Tut sich da was ????? , wir haben jedenfalls Null Info , nicht mal der Überprüfungsbericht von Siemens über unserem PG sagt was aus!

Einige Wochen später :
Das PG wurde mit dem "kribbeln" weiter benutzt.
Neues Problem: S5 Schnittstelle funktioniert nicht mehr ,
Es war nicht mehr möglich Online mit dem AG zu gehen.
Nach Stundenlangen probieren mit Unterstützung der Hotline:
"Gerät bitte einschicken"
Gesagt , getan:
Gerät kommt zurück , wieder keine Info , was am Gerät war ,
Der Reparaturbericht , bestehend aus 2 DinA4 Seiten , voll mit irgendwelchen
Nummern und Bezeichnugen und blabla , zum Schluß steht :
"Repariert zurück"  Toll !

Es ist schon eine Frechheit , wie mit dem Kunde umgegangen wird.
Allein schon die nervige S5 Lösung für das Field PG M3 , wo man für
die Benutzung von S5 auf "Einprozessorbetrieb" umständlich umschalten muß,
und das für ein "Siemens PG , spezielle Ausführung inkl. S5".

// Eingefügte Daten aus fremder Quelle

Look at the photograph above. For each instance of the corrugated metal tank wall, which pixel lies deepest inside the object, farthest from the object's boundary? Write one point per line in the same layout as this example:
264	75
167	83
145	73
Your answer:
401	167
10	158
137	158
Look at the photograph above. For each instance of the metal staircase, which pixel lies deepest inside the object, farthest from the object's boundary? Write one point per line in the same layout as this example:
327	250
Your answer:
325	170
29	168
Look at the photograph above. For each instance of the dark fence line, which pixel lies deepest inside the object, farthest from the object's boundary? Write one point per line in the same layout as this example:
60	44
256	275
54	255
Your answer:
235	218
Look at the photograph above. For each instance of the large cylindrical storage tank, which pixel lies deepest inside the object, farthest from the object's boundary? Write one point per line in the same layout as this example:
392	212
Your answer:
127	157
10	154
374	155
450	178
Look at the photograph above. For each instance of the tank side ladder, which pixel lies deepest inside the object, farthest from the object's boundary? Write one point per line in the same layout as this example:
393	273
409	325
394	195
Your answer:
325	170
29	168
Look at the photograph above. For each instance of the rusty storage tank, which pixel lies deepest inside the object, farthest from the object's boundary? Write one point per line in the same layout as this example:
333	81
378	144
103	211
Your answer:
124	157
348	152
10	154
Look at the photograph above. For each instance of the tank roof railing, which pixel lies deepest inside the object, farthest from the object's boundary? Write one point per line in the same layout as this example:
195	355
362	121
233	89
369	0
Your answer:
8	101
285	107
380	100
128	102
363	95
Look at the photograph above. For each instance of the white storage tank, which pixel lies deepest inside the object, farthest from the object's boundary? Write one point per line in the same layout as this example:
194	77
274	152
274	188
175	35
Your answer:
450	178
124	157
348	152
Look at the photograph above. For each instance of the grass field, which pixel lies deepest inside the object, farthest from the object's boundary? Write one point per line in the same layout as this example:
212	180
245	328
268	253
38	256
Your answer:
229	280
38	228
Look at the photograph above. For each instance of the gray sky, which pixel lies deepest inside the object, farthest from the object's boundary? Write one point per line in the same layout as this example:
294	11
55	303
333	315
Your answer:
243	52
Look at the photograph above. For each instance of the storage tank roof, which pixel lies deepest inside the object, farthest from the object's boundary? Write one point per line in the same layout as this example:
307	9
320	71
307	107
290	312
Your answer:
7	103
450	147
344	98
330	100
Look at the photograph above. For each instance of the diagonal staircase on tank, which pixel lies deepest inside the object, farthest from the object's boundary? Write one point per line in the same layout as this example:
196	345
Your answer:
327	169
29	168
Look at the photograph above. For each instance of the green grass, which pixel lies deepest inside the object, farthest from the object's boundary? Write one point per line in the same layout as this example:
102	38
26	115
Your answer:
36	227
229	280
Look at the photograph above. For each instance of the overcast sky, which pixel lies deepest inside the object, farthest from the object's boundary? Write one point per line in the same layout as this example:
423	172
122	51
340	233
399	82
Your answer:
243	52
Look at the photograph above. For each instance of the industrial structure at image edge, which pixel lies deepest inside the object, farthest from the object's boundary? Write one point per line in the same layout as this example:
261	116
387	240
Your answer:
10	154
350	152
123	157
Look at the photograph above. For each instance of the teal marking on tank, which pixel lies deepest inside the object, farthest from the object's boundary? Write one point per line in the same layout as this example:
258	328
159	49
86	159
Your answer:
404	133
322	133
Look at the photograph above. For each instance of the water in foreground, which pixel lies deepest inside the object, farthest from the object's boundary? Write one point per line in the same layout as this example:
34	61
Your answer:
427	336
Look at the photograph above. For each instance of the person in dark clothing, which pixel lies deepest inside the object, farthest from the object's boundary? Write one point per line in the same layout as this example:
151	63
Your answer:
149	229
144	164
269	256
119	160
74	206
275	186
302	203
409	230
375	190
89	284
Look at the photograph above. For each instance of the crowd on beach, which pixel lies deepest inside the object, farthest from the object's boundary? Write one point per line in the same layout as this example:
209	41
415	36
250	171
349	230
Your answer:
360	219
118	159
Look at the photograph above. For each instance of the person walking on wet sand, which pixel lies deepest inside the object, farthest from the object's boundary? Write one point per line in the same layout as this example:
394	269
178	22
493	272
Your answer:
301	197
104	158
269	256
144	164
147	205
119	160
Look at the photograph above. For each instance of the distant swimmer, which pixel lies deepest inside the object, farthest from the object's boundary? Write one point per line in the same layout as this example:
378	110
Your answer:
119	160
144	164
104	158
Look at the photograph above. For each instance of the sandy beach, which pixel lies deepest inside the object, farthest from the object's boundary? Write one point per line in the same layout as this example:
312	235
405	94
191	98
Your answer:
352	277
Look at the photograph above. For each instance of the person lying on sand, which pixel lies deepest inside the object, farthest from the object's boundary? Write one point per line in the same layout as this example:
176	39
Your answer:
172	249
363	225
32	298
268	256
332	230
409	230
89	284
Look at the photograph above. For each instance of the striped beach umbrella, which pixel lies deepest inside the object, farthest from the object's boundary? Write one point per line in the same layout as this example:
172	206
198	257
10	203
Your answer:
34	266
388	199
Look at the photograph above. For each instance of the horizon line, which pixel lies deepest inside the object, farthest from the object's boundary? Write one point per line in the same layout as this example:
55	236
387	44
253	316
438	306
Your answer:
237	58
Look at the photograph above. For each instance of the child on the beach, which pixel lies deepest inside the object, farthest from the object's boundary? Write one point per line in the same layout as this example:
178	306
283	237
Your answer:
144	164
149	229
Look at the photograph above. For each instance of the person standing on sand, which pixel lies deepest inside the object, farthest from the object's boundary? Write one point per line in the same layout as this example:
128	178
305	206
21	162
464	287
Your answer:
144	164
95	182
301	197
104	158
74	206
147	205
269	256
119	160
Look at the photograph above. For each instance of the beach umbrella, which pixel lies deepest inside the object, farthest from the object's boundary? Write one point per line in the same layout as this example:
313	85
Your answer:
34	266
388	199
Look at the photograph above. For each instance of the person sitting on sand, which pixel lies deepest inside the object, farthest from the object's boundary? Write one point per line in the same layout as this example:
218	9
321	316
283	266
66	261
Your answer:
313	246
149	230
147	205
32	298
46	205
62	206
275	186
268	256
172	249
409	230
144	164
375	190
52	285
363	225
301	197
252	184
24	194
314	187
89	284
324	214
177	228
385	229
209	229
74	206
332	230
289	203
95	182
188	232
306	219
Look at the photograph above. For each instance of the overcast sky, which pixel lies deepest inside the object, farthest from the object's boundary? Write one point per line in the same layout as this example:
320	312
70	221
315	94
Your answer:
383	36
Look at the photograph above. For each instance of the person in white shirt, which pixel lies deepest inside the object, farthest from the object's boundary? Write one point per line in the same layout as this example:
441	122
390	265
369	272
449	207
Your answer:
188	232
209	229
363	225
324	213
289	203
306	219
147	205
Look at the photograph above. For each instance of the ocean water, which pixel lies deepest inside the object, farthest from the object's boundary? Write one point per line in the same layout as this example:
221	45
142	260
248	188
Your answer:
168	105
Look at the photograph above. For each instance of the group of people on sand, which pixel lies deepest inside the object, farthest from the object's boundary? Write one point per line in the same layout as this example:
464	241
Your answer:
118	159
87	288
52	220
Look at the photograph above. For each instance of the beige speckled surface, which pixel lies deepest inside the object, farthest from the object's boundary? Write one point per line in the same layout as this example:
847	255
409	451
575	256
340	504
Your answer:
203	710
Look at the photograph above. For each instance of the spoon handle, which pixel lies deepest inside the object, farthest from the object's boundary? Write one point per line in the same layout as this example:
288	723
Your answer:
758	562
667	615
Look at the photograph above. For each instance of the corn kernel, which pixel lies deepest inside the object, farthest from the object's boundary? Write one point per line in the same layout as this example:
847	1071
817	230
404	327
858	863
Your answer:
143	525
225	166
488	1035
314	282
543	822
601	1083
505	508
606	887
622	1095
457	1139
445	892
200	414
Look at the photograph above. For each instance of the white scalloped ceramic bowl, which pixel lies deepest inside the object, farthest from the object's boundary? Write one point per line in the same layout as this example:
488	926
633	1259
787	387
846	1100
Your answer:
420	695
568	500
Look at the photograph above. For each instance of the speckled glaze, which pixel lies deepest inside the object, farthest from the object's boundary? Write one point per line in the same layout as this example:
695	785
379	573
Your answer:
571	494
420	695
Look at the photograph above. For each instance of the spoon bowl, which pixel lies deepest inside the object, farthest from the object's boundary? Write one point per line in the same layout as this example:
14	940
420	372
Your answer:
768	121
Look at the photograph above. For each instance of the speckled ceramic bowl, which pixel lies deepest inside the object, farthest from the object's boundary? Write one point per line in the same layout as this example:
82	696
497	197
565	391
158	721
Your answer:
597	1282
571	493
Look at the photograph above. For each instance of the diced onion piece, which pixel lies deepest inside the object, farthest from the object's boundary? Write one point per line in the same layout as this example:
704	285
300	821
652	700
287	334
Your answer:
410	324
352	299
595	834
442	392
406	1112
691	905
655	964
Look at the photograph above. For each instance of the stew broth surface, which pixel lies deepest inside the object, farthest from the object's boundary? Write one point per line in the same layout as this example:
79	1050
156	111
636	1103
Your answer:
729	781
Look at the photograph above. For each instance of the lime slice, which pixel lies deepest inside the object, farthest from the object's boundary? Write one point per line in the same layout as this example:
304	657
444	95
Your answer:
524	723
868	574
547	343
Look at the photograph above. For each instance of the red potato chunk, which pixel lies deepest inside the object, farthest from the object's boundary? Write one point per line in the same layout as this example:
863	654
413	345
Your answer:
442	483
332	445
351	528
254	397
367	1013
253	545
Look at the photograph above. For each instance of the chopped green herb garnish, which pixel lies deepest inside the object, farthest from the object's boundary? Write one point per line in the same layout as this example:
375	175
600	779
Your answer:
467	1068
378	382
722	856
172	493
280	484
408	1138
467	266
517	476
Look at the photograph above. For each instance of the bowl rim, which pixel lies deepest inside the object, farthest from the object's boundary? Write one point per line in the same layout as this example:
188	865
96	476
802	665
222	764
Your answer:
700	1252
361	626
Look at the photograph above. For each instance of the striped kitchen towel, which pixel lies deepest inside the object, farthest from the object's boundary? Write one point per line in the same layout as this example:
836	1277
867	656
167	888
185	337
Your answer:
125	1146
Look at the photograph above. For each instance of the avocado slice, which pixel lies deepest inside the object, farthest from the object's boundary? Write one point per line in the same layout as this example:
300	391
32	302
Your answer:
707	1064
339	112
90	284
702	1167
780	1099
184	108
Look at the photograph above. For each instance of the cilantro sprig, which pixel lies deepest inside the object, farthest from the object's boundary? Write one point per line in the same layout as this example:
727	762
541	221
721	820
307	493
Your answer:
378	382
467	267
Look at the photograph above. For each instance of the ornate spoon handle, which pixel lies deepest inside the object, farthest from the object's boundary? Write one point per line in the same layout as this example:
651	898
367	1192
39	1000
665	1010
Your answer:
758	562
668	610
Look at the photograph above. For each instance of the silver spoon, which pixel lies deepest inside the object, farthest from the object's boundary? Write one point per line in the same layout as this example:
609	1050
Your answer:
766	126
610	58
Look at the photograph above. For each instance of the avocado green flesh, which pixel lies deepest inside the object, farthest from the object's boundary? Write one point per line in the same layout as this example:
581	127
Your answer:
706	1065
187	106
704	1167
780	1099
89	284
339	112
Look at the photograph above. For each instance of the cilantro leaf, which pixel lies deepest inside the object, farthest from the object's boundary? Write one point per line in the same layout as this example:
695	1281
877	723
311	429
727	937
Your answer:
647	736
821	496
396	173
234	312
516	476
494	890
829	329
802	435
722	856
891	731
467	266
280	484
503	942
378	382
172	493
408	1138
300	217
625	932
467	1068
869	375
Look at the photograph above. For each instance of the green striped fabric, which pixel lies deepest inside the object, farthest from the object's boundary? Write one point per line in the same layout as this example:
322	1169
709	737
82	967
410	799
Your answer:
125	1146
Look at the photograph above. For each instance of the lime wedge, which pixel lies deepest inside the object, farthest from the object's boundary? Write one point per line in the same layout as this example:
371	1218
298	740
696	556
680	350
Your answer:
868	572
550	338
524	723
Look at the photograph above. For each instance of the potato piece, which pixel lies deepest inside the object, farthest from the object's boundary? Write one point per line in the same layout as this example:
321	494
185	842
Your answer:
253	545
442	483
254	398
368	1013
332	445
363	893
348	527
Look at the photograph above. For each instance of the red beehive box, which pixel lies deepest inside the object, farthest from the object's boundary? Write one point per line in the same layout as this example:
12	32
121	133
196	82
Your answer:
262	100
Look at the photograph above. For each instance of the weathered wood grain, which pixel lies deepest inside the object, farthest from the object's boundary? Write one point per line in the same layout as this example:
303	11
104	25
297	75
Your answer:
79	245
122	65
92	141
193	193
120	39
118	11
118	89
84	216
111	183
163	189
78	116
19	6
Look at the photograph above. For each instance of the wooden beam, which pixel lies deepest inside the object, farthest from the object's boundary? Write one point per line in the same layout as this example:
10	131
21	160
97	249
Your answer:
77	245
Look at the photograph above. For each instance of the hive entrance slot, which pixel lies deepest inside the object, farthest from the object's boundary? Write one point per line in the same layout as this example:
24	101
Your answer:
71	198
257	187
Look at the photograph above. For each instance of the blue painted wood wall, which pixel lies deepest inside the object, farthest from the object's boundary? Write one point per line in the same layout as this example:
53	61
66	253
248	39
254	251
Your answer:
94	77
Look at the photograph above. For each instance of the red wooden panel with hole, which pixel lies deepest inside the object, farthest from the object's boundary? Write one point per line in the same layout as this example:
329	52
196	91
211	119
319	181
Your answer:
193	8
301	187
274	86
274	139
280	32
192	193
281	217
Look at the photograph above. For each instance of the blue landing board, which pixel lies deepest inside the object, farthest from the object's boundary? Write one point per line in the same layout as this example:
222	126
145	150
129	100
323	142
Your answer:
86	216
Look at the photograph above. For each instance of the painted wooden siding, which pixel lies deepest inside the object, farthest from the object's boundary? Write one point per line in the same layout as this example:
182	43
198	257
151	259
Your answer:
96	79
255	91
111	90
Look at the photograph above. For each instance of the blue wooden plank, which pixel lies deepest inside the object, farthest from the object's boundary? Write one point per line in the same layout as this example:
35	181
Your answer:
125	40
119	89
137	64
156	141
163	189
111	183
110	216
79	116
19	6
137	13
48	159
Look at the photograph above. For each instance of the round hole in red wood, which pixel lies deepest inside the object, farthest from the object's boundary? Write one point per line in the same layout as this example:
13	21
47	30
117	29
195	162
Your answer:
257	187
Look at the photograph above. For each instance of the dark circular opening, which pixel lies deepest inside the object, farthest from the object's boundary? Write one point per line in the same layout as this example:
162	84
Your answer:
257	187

Bin das einschicken langsam leid !

W.S.


----------



## maxi (26 November 2010)

Hallo,

warum hast du das Gerät nicht zurück gegeben oder austauschen lassen?

Hatten früher manchmal Probleme mit PG`s. Haben diese anstandslos am nächsten Tag von einem Siemens Mitarbeiter ausgetauscht bekommen.


----------



## vollmi (26 November 2010)

Dieses Kribbel habe ich schon bei diversen Notebooks gehabt. Ich meine die Metallbewehrten Gehäuse sind ja schön und gut, aber eben werden durch ein unangenehmes Berührungsgefühl erkauft.

Ich frage mich allerdings warum man überhaupt noch PGs kauft, sie sind sehr teuer und können nicht zwingend dementsprechend mehr wie ein normales Notebook. Jetzt mal von den Programmierschnittstellen abgesehen wo man ja den deltalogicadapter im Koffer dabei hat.

Wenn man was robustes will kauft man doch ein Rugged Notebook z.B. von Amrel. oder wenn man was schnelles kleines will ein Elite von HP (die kann man sich dann in doppelter Ausführung untern Tisch legen für den Preis eines Siemens PGs).


----------



## maxi (26 November 2010)

Hallo,

wir haben für Programmierarbeiten immer FS und Dell benuzt.
Im Feld aber sehr gerne die Siemens Field PG`s.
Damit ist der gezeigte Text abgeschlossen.